Or not. What I'd like to know is how deaf, from birth, people think. Concious thinking is having an internal dialogue with yourself. People who are mutilingual will tell you they think in their native tongue most of the time. Without speech how do the deaf communicate with themselves?
I don't think you're thinking the problem through or are you saying their internal dialogue consists of signing to themselves? When you think are you having a dialogue with yourself?
You seem to subscribe to the Sapir-Whorf hypothesis that thought cannot exist without language. Think about that for a moment. If thought requires language then how does a baby learn to speak, since learning a language clearly requires thought?
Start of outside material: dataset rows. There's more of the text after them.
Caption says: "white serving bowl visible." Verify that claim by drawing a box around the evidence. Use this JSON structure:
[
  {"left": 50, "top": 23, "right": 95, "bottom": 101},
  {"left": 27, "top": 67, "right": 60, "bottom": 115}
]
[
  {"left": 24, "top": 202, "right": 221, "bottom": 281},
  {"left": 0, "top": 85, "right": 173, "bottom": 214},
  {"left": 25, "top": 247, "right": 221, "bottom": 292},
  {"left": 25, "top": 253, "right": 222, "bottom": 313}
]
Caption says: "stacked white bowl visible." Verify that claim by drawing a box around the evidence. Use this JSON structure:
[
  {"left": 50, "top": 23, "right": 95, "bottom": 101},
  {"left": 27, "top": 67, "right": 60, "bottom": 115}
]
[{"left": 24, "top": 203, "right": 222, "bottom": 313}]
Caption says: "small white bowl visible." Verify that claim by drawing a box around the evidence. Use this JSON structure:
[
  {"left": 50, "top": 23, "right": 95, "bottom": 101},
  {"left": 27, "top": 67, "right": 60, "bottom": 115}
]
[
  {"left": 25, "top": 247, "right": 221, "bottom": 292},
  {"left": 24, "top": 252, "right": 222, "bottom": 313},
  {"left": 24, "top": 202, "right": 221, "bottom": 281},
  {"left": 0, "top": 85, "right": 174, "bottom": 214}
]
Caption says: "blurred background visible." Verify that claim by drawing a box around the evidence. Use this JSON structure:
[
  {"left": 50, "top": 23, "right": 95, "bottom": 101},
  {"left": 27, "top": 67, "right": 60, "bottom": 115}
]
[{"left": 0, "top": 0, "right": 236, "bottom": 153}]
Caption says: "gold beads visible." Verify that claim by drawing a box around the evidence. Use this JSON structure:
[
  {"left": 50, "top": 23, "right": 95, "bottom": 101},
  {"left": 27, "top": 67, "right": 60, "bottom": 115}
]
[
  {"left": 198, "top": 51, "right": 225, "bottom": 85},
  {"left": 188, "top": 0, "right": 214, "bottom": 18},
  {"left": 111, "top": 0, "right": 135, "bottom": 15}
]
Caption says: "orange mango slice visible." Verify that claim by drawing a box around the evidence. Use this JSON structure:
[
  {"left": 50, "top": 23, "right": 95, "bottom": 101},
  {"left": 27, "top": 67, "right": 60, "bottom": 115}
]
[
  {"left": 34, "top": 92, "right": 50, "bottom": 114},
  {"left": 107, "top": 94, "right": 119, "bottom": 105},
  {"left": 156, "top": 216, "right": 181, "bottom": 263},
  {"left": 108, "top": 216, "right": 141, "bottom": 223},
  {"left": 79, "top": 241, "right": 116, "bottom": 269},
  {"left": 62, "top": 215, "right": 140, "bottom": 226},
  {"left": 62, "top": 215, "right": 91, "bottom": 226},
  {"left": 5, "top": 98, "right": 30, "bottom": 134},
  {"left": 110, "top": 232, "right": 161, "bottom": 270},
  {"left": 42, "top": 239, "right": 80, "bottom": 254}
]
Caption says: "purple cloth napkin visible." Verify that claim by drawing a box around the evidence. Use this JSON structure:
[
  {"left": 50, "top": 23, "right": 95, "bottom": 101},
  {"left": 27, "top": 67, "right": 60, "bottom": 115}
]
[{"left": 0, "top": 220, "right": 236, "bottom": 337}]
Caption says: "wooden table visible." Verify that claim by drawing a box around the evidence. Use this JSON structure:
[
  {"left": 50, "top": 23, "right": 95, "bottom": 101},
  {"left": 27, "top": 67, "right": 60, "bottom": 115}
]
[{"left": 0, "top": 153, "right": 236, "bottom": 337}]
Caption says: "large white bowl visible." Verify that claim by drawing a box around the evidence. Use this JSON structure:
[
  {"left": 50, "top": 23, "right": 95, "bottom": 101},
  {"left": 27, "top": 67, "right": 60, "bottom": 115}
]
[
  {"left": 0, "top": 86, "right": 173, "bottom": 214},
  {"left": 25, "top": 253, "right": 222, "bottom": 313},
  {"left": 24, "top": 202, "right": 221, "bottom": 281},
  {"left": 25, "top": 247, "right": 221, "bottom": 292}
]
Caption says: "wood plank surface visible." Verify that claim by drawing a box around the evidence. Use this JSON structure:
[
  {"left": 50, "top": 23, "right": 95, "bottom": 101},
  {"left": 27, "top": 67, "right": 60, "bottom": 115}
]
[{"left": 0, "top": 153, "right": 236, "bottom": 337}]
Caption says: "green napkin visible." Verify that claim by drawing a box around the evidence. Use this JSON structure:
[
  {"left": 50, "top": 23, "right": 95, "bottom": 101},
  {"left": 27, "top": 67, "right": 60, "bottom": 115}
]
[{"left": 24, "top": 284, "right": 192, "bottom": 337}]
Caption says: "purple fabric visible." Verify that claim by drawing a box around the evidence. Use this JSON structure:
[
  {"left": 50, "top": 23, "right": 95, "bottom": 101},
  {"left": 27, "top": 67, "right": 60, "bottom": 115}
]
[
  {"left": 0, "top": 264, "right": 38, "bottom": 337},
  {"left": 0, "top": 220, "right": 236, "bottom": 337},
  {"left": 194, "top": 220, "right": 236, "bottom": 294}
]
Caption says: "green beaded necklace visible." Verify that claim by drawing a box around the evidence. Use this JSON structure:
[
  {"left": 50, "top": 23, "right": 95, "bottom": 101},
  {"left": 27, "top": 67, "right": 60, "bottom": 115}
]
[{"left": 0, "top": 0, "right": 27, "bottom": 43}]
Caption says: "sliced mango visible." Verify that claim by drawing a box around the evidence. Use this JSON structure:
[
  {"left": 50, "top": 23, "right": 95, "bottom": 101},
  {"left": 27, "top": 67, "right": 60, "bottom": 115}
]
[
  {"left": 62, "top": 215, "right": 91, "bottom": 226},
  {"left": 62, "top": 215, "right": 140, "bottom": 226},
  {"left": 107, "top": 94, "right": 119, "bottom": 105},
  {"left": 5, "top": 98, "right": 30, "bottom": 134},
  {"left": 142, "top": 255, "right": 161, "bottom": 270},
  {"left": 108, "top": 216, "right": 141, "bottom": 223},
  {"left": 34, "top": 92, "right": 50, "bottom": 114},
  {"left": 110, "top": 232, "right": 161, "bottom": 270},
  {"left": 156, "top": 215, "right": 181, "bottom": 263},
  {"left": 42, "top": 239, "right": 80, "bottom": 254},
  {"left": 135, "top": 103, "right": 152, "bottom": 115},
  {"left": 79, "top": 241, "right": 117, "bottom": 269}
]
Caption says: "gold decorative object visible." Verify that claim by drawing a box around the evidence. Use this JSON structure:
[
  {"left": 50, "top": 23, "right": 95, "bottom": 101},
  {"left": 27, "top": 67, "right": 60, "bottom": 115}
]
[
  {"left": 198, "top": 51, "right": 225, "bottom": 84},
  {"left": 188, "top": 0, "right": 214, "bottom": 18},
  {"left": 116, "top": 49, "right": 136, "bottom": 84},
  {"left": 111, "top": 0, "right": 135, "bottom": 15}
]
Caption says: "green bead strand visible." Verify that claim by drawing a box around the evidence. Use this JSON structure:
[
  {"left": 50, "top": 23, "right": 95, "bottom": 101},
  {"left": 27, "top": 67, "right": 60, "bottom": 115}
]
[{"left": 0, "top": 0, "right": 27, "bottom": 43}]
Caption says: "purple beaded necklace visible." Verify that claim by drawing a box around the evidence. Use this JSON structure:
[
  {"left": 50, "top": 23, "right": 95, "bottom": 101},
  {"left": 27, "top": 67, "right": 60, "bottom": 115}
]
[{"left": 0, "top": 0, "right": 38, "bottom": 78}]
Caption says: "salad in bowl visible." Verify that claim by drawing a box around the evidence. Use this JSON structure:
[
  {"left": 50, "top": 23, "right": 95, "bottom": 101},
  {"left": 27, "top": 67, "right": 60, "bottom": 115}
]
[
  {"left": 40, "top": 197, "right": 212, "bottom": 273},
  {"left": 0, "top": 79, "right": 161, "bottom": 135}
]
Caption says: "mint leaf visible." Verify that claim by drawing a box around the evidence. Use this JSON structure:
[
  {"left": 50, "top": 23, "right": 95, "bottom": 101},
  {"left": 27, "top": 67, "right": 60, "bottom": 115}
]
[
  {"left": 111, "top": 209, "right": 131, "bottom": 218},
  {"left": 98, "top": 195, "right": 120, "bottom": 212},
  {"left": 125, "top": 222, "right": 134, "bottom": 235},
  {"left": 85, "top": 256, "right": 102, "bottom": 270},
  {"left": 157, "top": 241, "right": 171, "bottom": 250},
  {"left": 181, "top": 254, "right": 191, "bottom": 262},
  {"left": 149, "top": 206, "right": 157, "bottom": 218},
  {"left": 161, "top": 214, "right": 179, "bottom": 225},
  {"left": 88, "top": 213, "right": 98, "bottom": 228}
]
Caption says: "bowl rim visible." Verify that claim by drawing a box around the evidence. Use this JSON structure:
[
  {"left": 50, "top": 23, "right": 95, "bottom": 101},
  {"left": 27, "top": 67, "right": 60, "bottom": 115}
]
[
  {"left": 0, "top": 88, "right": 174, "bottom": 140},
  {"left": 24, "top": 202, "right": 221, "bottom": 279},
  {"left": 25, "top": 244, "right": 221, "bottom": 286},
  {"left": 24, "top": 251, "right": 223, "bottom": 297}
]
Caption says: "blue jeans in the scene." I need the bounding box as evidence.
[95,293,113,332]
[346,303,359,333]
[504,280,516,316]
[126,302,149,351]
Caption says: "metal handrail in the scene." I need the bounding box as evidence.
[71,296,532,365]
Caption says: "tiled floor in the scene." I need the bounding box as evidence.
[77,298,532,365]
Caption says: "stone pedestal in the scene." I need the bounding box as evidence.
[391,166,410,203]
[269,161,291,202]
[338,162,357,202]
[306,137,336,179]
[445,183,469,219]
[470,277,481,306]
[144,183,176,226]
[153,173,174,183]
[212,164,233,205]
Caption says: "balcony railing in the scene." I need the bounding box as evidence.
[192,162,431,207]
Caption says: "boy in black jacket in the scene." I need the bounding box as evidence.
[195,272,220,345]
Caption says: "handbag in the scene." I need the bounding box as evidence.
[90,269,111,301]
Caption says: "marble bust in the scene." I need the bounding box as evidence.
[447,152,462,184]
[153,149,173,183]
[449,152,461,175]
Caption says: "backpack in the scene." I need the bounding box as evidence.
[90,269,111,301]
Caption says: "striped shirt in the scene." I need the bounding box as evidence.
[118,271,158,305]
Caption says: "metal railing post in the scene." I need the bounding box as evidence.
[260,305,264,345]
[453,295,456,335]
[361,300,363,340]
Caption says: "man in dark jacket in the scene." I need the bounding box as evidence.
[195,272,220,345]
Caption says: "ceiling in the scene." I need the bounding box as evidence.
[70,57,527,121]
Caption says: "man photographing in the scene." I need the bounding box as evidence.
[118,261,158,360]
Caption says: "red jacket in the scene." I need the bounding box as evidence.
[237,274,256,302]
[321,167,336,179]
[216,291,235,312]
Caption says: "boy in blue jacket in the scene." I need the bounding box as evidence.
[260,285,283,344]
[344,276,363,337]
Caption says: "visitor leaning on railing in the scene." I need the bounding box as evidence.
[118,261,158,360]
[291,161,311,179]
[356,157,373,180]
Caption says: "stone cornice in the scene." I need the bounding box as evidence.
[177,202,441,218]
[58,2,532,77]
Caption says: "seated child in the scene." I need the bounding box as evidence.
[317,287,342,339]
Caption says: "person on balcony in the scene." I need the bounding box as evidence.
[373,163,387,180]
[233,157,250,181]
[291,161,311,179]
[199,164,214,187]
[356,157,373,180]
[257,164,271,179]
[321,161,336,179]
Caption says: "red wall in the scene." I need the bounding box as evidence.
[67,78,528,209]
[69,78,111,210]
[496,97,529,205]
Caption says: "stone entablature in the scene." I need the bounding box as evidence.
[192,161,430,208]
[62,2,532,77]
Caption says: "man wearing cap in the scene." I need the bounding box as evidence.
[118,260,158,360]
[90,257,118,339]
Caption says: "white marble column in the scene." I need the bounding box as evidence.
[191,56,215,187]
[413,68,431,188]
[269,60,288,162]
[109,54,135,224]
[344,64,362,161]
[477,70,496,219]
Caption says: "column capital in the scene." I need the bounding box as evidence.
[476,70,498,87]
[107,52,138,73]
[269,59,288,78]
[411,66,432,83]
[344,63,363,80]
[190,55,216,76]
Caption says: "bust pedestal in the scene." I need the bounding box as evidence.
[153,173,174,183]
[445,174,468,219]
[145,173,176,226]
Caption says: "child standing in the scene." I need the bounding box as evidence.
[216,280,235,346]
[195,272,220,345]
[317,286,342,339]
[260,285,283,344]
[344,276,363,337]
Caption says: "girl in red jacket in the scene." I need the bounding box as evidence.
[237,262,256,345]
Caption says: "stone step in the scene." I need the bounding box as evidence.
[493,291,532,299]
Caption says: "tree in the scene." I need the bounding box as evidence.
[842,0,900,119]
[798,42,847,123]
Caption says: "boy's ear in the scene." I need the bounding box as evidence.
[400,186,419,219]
Sounds that represent things that are observed, are committed to memory. That is how language is learned. Thinking can be done in images, but words and other symbols makes it more efficient, and easier to communicate. Read the Helen keller story. Born blind, and deaf, her only sense of the world was her touch, her smell and her taste. But even with that limitation she experienced a break through when she make the connection between the woman teaching her, signing in her hand. This breakthrough was a catalyst that eventually led to her being schooled and even a writer. Once symbols that represented words, that represented things in reality, her brain was able to think using these tools. So one can think in images, but words allow much more complicated thought processes. One can think without words, language, just by memory showing you an action that you have done before and recorded it in memory. So that image of you doing that comes forth, and that is thinking. Thinking is basically the response of memory. Without a memory, one could not think.